Под жёлтым зонтом - Лавряшина Юлия Александровна 8 стр.


Приоткрыв от удивления рот, слегка опухший от поцелуев, Кирилл выбрался из кресла.

– Кто это?

– Моя дочь, – с гордостью сказал Макс. – А у тебя нет детей?

– У меня? – до Кирилла с трудом доходило, о чем идет речь. – У меня нет.

Макс невинно поинтересовался:

– Не хочешь? Или вы не хотите? – он метнул в Арину испытующий взгляд.

От страха за нее Кирилл тут же пришел в себя. Она терпеть не могла разговоры о детях, потому что действительно их не хотела, но считала это ненормальным. Не именно для женщины, а для человека вообще, и мучилась собственной ущербностью.

– Я не замужем, – ответила Арина совсем не так, как он ожидал.

Теперь Макс также коротко взглянул на него, и от затаенной улыбки на его бесцветном лице обозначились скулы.
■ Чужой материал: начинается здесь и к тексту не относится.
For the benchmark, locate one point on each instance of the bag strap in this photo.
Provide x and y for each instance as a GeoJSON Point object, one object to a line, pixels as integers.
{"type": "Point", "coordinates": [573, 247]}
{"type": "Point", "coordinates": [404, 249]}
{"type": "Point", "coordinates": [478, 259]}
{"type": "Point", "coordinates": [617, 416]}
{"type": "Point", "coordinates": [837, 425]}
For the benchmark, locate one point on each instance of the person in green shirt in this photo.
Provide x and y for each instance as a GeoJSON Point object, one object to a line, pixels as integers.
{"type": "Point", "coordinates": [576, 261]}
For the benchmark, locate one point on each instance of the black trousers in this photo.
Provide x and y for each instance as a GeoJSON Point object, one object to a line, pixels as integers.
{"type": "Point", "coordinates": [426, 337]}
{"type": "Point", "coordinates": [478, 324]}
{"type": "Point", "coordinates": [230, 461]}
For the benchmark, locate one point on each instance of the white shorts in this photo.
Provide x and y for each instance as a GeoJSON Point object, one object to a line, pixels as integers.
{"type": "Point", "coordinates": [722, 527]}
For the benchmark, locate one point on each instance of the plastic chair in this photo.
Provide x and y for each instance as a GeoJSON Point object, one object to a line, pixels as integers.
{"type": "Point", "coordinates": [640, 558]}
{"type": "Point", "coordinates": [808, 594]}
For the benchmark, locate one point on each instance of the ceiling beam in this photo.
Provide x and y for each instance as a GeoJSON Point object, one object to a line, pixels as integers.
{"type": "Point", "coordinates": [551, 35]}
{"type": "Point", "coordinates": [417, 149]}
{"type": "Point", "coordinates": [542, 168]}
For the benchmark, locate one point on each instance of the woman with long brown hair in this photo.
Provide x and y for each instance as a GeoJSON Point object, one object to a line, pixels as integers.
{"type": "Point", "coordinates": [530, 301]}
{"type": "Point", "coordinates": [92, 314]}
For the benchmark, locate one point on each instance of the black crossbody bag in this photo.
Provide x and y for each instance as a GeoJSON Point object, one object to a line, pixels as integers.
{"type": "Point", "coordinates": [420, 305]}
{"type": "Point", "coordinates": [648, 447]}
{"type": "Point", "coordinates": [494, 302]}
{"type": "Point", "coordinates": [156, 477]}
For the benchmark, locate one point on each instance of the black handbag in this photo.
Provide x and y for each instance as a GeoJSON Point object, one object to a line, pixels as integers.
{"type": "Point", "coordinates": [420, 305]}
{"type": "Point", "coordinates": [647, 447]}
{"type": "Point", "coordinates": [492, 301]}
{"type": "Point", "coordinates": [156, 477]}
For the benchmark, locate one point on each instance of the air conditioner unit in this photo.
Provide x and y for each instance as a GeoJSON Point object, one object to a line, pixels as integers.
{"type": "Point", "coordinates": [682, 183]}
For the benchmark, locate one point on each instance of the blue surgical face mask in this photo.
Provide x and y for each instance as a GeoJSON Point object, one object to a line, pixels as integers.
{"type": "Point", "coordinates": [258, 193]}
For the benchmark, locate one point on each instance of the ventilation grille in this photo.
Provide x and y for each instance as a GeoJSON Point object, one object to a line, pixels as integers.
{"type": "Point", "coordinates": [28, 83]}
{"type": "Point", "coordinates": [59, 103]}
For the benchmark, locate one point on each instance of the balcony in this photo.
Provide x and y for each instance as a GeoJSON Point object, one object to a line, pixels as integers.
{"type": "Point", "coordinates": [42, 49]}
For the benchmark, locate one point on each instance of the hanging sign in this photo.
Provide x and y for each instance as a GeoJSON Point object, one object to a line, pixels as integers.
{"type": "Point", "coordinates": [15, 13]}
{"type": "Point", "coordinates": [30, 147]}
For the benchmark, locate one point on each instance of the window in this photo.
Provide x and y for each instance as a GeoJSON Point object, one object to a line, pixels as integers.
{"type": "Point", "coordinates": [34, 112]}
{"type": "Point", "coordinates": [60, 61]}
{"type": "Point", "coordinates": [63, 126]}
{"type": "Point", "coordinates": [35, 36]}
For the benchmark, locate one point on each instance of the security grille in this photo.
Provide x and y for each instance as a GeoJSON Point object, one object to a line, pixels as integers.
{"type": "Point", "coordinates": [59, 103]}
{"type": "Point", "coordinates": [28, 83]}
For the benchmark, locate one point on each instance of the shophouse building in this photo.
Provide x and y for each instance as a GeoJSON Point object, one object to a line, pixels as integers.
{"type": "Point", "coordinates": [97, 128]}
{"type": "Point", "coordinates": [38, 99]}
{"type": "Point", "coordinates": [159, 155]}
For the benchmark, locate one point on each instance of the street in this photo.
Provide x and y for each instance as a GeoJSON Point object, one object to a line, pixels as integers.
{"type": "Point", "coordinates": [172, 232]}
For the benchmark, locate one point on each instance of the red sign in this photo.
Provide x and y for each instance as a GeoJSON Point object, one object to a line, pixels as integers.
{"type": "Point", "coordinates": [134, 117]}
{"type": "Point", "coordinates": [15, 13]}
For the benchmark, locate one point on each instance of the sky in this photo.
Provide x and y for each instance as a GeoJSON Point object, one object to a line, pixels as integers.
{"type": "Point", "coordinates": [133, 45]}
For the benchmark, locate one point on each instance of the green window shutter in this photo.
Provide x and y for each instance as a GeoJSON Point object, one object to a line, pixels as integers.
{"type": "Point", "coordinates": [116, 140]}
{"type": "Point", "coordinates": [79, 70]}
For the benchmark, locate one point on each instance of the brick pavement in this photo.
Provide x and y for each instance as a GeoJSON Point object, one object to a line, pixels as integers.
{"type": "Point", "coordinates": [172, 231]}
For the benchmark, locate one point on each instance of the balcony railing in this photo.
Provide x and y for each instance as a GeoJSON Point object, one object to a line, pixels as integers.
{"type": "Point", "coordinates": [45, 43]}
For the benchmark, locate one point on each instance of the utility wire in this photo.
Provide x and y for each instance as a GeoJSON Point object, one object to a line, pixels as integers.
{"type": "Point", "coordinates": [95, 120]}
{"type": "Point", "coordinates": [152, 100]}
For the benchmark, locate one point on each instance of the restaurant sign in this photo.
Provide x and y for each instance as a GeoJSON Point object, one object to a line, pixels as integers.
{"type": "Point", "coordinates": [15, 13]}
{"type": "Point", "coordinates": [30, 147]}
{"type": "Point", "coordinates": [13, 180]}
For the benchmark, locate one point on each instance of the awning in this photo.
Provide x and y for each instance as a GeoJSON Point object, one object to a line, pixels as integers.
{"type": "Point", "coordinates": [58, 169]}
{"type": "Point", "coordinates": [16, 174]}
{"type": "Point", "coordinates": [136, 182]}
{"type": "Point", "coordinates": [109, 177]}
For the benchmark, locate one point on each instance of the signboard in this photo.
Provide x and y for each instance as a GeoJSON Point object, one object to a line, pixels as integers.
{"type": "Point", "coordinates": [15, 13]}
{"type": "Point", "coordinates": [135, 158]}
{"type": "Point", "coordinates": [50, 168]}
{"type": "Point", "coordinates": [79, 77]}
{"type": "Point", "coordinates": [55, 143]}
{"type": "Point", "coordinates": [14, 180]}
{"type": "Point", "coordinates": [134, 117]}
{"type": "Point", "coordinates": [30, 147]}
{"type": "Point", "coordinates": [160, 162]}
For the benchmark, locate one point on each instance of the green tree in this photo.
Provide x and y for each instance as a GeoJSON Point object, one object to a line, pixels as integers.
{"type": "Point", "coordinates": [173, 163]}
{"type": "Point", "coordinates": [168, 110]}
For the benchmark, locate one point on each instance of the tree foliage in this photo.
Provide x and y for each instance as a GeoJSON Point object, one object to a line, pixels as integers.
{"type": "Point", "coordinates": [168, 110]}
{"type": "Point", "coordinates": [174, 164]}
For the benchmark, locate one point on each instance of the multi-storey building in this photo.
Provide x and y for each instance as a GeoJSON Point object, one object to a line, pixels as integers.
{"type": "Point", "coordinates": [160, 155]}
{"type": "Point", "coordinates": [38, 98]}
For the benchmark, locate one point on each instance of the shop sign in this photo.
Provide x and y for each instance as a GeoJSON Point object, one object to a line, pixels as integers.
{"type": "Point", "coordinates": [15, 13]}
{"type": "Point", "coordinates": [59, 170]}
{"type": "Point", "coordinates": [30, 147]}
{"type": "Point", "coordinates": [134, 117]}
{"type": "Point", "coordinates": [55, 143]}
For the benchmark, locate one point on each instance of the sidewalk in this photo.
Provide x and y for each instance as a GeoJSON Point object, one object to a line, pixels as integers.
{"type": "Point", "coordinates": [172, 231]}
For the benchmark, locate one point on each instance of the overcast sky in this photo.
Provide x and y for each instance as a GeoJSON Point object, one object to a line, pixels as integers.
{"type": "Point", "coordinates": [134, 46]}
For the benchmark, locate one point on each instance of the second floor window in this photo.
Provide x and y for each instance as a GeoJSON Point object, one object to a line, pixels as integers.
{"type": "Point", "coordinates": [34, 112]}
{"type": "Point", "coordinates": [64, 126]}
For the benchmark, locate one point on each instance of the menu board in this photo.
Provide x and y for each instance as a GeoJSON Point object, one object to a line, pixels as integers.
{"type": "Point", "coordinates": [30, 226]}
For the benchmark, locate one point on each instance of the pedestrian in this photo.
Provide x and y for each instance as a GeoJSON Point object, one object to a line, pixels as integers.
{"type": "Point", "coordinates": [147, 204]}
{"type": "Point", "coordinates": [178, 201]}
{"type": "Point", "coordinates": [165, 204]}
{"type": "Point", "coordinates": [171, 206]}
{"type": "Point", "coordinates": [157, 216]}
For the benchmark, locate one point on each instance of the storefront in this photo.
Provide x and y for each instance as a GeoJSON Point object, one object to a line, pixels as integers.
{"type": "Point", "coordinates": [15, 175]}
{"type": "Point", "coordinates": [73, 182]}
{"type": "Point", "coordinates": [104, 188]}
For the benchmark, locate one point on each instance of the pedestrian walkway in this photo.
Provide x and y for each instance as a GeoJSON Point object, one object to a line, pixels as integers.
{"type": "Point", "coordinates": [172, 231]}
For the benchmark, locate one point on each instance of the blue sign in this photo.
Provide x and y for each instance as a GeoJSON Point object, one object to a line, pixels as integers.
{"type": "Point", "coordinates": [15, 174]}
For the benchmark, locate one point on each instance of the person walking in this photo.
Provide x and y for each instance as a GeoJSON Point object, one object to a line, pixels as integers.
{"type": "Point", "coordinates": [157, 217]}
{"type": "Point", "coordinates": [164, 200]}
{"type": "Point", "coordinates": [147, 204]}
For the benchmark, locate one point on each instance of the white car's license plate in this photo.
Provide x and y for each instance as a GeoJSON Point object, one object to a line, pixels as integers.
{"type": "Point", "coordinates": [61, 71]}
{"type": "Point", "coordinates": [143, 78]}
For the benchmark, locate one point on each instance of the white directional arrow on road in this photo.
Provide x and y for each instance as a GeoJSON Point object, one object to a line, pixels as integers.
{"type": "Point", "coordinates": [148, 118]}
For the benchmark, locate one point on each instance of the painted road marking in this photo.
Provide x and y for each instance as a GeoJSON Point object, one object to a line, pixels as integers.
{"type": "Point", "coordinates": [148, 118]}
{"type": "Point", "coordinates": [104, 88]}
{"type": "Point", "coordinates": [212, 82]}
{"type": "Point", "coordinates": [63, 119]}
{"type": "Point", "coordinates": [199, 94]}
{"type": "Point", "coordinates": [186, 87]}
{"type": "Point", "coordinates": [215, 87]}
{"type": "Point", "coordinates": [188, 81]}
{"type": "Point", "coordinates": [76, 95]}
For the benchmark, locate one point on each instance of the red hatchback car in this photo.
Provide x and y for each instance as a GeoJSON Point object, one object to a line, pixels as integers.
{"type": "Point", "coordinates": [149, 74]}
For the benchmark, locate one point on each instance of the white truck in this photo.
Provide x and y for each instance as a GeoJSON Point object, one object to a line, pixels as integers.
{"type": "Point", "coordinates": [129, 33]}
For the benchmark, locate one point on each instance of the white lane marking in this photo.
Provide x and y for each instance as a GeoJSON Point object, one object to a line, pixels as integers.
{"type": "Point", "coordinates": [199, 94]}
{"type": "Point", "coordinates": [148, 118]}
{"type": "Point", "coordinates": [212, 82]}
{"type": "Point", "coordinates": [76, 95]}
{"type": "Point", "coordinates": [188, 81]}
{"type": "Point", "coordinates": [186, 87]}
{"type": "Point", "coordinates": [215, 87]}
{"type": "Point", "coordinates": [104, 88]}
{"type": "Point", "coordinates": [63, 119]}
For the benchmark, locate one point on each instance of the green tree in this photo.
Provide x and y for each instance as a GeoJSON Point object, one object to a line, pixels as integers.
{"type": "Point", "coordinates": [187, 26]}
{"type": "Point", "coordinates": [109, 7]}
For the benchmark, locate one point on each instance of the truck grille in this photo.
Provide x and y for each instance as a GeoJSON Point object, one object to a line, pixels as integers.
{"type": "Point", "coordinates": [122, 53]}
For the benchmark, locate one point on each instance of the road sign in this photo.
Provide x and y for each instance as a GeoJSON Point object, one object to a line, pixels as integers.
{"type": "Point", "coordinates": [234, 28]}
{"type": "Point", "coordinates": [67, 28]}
– Откуда, у тебя дочь? – Кирилл настойчиво вернулся к началу разговора.

– Вот так да! А я думал, ты за эти годы узнал, откуда берутся дети!

– Я имел в виду: где ее мать?

– А почему тебя это волнует? Даже я не интересуюсь, где ее мать.

Кирилл все еще не мог поверить:

– И ты сам ее воспитываешь? Откуда ты знаешь, как обращаться с детьми? Ты же был единственным ребенком в семье.

– Что ты на него напал? – неожиданно вступилась Арина. – Я родилась уже третьей и вот результат…

Кирилл взглянул на нее с обидой, и она тут же стиснула его руку, и просительно посмотрела снизу, чувствуя себя так, будто лишь вчера сбежала из дома и теперь пыталась найти усыновителя. Руки у него были крупными и ухоженными, как и он весь. Иногда Арине хотелось, чтобы он оказался небрит или пришел без галстука…

Сам Кирилл однажды спросил тем тоном, каким говорят, чтобы не расплакаться – вызывающим, немного надменным: «Я ведь не круглый дурак, почему ты меня стесняешься при людях?» Тогда Арина ответила первое, что пришло в голову, и было правдой: «Я себя стесняюсь. Рядом с тобой я выгляжу гадким утенком. И все это видят». Он понимающе кивнул: «Мне облить себя кислотой?» – «Нет уж!» – испугалась она. В его губах проступило, еще больше надменности: «Тогда я тем более не буду тебе нужен?» Арина неубедительно возразила: «Ты мне нужен». Он больше ничего не спросил.

Максим уже уселся за стол вместе с дочкой, которая тут же схватила кусок хлеба и погрузила в мякоть маленькие зубки. Когда он смотрел на ребенка, лицо его неуловимо менялось. Кирилл не сводил с него глаз. Переводя насмешливый взгляд с одного на другого, Лари негромко сказал:

– Опять вместе. Как в старые добрые времена.

– Не такие уж они были и добрые, – рассеянно заметил Макс, стряхивая крошки с байковой кофточки.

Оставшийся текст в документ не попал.